Не согласитесь ли Вы посетить сегодня импровизированный литературный вечер, который устраивается у меня. Будет много писателей, и все они очень хотят познакомиться с Вами. И Вы сами можете догадаться об удовольствии, которое Вы доставите мне Вашим посещением. Все соберутся очень рано, потому что в 12 час. Надо ехать на вокзал всем петербуржцам. Искренне преданный Вам Н. Гумилев. Бульварная, дом Георгиевского".
В 1931г. в парижском журнале "Числа" (книга 4) была напечатана миниатюра за подписью Г. А.
– поэт и критик Георгий Адамович представляет нам атмосферу одного из подобных вечеров, происходивших в доме у Анненского:
"В Царское Село мы приехали с одним из поздних поездов. Падал и таял снег, все было черное и белое. Как всегда, в первую минуту удивила тишина и показался особенно чистым сырой, сладковатый воздух. Извозчик не торопился. Город уже наполовину спал, и таинственнее, чем днем, была близость дворца: недоброе, неблагополучное что-то происходило в нем - или еще только готовилось, и город не обманывался, оберегая пока было можно свои предчувствия от остальной беспечной России. Царскоселы все были чуть-чуть посвященные и как будто связаны круговой порукой.
Кабинет Анненского находился рядом с передней. Ни один голос не долетал до нас, пока мы снимали пальто, приглаживали волосы, медлили войти. Казалось, Анненский у себя один. Гости, которых он ждал в этот вечер, и Гумилев, который должен был поэту нас представить, по-видимому, еще не пришли.
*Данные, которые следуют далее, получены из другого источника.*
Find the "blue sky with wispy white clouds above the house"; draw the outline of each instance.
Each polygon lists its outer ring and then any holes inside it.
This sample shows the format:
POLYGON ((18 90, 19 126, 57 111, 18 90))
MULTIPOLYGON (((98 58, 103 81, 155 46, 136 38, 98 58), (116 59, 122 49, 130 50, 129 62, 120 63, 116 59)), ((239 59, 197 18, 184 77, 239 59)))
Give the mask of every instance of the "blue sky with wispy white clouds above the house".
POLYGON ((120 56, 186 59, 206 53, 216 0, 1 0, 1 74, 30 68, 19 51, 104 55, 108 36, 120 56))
Дверь открылась. Все уже были в сборе, но молчание продолжалось. Гумилев оглянулся и встал нам навстречу. Анненский с какой-то привычной механической и опустошенной любезностью, приветливо и небрежно, явно отсутствуя и высокомерно позволяя себе роскошь не считаться с появлением новых людей, - или понимая, что именно этим он сразу выдаст им "диплом равенства", - протянул нам руку.